Este carro de sol que aparece no final da Medéia é uma solução literária para a peça poder acabar. Esta técnica é bastante utilizada por Eurípedes e é chamada deus ex machina, quando algo divino ou sobrenatural – mesmo um personagem – aparece de repente e apara as pontas deixadas na história. Esta técnica pode ser usada em qualquer gênero literário, porém muitos críticos e escritores a consideram, no contexto da conteporaneidade, uma fraqueza técnica de autores sem imaginação que não conseguem acabar os seus livros.

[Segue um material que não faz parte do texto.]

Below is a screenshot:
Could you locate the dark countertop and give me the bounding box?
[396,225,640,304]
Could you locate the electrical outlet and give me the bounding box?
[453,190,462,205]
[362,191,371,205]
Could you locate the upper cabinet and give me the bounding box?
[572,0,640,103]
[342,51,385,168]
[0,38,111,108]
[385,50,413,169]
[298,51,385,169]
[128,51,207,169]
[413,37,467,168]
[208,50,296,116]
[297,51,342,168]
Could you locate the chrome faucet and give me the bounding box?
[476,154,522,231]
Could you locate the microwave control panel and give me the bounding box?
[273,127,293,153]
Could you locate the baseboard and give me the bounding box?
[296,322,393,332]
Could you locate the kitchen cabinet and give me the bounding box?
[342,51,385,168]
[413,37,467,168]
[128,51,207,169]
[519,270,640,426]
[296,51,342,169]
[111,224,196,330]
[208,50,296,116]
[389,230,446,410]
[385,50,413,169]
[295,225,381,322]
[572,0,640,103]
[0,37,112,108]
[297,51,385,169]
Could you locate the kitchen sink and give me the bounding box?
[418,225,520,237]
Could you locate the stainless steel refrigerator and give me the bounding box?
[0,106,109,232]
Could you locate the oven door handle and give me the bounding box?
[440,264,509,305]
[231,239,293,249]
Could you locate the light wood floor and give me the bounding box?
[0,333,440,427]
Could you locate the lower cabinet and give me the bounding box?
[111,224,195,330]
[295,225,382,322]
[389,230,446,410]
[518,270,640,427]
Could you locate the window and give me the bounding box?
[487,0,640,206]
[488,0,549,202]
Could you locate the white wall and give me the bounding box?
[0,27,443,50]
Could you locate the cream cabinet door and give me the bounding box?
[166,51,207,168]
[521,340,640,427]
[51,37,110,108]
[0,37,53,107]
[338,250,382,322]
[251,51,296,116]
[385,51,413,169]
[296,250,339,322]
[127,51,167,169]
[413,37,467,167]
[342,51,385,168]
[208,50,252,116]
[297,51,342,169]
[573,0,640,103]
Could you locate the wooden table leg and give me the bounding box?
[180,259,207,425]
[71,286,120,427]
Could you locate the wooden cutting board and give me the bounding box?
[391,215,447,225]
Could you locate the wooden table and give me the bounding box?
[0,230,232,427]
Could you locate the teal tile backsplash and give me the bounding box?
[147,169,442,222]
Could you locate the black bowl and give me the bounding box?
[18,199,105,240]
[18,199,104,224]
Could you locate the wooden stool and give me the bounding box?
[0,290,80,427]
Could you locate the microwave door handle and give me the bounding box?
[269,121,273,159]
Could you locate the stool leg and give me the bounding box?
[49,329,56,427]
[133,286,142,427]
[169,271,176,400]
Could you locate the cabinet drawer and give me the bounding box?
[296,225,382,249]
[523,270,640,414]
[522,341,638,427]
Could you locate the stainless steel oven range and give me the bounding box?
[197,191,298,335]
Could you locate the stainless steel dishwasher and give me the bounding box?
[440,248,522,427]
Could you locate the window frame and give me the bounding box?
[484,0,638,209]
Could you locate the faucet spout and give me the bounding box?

O deus ex machina de Pasolini é outro, não no carro de sol, mas na morte de Glauce e Creonte. Enquanto na peça de Eurípedes o mensageiro conta que Glauce solta sangue pelos poros, que suas carnes se soltam de sua pele e que ela pega fogo antes de morrer, no filme de Pasolini, apenas o último “recurso” é utilizado. E isso para que seja apaziguado novamente num retorno à mesma cena, mas com conseqüências diferentes. Na nova cena os dois se suicidam, se livrando de sofrimentos inúteis, afinal, a morte seria inevitável, e ainda não havia a culpa católica naqueles tempos.

Eis então o deus ex machina de Pasolini: a edição do vídeo, que é o próprio deus ex machina moderno, e que pode ser usado para controlar não só as emoções do público, mas até mesmo suas convicções à respeito das coisas. Cada tempo com suas artimanhas...

Paulo Raviere
(colaboração de Tomas Mascarenhas)

5 comentários:

  1. Paulo,

    Pasolini é o cara do Decamerão, né?

    ResponderExcluir
  2. ~A arte imita a vida. Argumento: deus ex machina!
    A vida imita a arte. Argumento: deus ex machina!

    Não tenho a erudição do Paulo Raviere, mas tenho a opinião de que a maioria das pessoas ainda pretende que haja um "dentro" (na função de deus ex machina), que significa alg equivalente a Alma em todas as culturas. O "dentro" explicaria uma porção de coisas.

    No imaginário popular, o "sopro da vida" - raiz das motivações -, a idéia de que um fantasma (ou alma) nos anima o corpo foi a artimanha deus ex machina comum a todos os tempos.

    ResponderExcluir
  3. Pasolini filmou alguns desses clássicos antigos. Édipo, Decamerão, The Canterbury Tales de Chaucer, As Mil e uma Noites, o Evangelho de Mateus, adaptou aquele Sodoma de Sade. Não é o meu cineasta favorito, nem entre os italianos, mas tem sua importância.

    Realmente, um "dentro" apara as pontas da existência, à maneira do deus ex machina (apesar de serem coisas bem diversas, antes que alguém confunda).

    ResponderExcluir
  4. Paulo tem algo a ser observado na penúltima linha do segundo parágrafo!

    Jade

    ResponderExcluir
  5. Tinha mesmo. Já mudei. Você tá retada ein?